China to stop harvesting organs from executed prisoners from next year
The mainland – which has long been criticised by international human rights groups for using organs harvested from executed prisoners as its main source of organ transplants – will completely ban the practice from next year.
All organs used in future transplants must be from donors, the Southern Metropolis News quoted Dr Huang Jiefu as saying. Huang is former deputy director of the health ministry and director of the China Organ Donation and Transplant Committee.
Major transplant centres had already stopped using executed prisoners’ organs, said Huang, who chaired an industry forum in Kunming on Wednesday.
About 10,000 organ transplants are performed on the mainland each year and about 300,000 patients are on waiting lists, he said.
China has one of the lowest voluntary organ donation rates in the world. Just 0.6 people out of every one million citizens have signed up to donate their organs when they die, the doctor said. This compares with Spain’s high rate of organ donors – 37 donors for every one million citizens.

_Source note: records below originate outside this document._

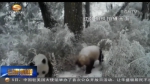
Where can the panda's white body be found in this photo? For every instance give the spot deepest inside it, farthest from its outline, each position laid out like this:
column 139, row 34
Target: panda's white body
column 43, row 65
column 87, row 56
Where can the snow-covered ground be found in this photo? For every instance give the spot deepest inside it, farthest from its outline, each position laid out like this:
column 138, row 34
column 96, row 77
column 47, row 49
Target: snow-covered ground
column 96, row 72
column 128, row 48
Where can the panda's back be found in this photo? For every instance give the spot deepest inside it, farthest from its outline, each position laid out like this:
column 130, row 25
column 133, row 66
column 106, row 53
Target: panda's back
column 86, row 51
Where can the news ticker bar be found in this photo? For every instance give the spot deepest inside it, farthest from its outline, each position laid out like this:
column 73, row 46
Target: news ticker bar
column 111, row 80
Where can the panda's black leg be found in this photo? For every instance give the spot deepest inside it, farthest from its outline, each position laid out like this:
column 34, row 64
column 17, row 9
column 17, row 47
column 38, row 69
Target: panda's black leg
column 89, row 67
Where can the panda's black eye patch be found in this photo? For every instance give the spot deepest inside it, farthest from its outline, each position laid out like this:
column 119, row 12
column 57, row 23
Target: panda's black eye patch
column 44, row 61
column 43, row 72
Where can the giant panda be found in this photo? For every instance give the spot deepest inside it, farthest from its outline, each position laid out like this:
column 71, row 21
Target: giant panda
column 87, row 56
column 44, row 66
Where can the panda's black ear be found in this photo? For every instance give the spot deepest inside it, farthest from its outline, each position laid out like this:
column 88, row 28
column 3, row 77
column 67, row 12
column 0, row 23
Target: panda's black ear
column 44, row 61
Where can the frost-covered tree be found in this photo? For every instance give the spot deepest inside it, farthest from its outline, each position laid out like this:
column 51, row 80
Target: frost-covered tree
column 49, row 22
column 87, row 13
column 73, row 17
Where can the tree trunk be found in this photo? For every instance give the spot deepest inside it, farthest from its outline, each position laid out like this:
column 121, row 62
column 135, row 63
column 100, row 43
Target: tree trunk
column 87, row 13
column 73, row 17
column 49, row 22
column 144, row 10
column 122, row 8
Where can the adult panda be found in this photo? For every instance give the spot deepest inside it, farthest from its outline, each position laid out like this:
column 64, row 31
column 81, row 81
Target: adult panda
column 44, row 66
column 87, row 56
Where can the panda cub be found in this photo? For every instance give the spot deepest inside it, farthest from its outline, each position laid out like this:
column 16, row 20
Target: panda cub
column 44, row 66
column 87, row 56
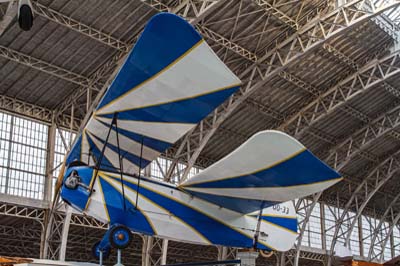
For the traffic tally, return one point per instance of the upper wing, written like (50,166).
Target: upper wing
(170,81)
(268,168)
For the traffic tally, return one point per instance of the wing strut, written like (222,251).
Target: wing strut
(120,158)
(259,219)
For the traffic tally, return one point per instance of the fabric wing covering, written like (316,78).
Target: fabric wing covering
(269,168)
(169,82)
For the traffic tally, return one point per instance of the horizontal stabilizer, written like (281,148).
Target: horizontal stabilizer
(269,168)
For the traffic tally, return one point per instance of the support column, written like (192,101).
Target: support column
(65,231)
(360,236)
(322,222)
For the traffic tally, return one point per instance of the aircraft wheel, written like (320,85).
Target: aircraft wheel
(120,237)
(25,18)
(96,251)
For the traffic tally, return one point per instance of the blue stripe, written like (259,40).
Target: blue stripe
(234,204)
(215,231)
(127,155)
(75,153)
(190,110)
(165,38)
(289,223)
(132,217)
(152,143)
(302,169)
(105,163)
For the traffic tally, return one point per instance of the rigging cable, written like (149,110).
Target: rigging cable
(140,168)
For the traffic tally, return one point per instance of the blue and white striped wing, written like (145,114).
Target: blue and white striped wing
(170,81)
(269,168)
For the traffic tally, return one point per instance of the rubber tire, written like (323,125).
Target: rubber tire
(116,245)
(25,19)
(106,253)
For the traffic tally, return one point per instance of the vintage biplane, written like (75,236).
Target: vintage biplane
(169,82)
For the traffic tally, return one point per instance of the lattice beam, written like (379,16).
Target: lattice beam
(45,67)
(80,27)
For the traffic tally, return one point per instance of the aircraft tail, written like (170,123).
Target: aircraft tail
(269,168)
(278,227)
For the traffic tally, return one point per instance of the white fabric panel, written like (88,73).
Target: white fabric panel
(199,72)
(96,206)
(164,223)
(168,132)
(268,193)
(84,148)
(101,131)
(112,156)
(262,150)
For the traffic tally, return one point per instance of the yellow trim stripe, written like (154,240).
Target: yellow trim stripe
(153,77)
(251,173)
(104,200)
(106,179)
(202,212)
(279,216)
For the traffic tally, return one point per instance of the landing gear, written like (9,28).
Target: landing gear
(120,237)
(100,254)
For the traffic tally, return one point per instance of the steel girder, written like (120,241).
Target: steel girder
(273,62)
(385,226)
(75,25)
(45,67)
(342,153)
(22,211)
(225,42)
(361,196)
(8,17)
(304,209)
(372,74)
(281,16)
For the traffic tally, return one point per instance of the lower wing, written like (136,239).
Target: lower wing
(269,168)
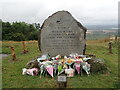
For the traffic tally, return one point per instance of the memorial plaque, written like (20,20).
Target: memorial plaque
(62,34)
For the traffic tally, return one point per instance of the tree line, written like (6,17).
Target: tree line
(19,31)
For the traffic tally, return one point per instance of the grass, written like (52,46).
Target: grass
(12,71)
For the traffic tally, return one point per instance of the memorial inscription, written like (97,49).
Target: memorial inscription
(62,34)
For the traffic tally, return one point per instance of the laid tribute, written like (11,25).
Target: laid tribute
(62,34)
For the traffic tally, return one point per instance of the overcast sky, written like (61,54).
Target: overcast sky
(36,11)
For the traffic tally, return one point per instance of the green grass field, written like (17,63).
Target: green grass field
(12,71)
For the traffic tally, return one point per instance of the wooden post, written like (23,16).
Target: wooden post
(115,38)
(13,53)
(24,47)
(110,47)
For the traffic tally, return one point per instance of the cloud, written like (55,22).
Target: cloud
(85,11)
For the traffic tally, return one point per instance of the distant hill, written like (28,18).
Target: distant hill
(101,27)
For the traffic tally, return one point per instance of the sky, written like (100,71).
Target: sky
(88,12)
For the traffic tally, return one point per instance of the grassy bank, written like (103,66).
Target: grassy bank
(12,71)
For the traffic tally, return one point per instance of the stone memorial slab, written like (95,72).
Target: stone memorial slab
(62,34)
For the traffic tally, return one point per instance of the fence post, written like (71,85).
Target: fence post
(24,47)
(110,47)
(13,53)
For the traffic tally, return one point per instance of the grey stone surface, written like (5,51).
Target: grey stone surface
(62,34)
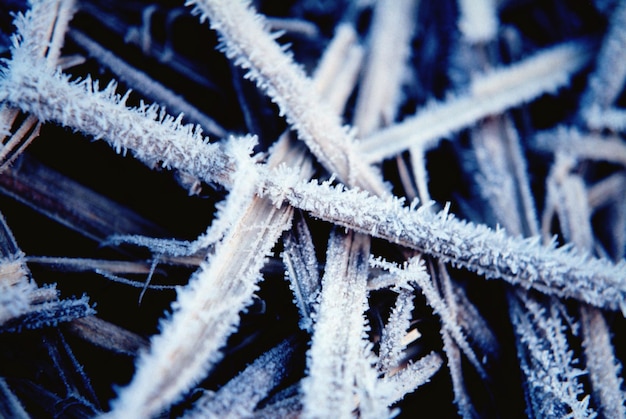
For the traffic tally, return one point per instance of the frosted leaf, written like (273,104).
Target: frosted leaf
(561,272)
(490,94)
(246,41)
(205,314)
(302,271)
(337,358)
(240,396)
(552,381)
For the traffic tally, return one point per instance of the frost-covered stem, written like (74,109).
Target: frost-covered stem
(337,72)
(552,385)
(141,82)
(389,49)
(206,312)
(560,272)
(453,355)
(247,42)
(413,272)
(152,135)
(338,345)
(408,379)
(607,81)
(582,146)
(604,368)
(302,271)
(492,93)
(392,339)
(240,396)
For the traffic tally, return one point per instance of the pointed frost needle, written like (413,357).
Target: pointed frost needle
(207,310)
(247,42)
(561,272)
(492,93)
(553,385)
(338,366)
(478,20)
(604,369)
(388,53)
(239,397)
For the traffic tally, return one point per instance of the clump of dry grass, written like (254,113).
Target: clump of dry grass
(361,208)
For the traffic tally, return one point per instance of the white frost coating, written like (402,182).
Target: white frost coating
(389,49)
(249,45)
(563,272)
(338,368)
(302,271)
(478,20)
(206,312)
(391,342)
(155,137)
(240,396)
(553,388)
(492,93)
(413,271)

“What we can’t deny is that there are two reasons behind the slow development of organ donation in China,” he said. “Besides the lack of enthusiasm … due to the traditional mindset, people have concerns about whether the organs will be allocated in a fair, open and just way.”
The doctor added that there were just 169 hospitals on the mainland qualified to carry out transplants. The number was far from ideal, he said.
But Huang remains optimistic about the future, he said, because voluntary organ donation rolled out across the country last year had seen some results.
“Only 1,448 people donated from 2010 to 2013, but that number [from January this year until now] has risen to 1,500. I believe the situation will get better and better,” he said.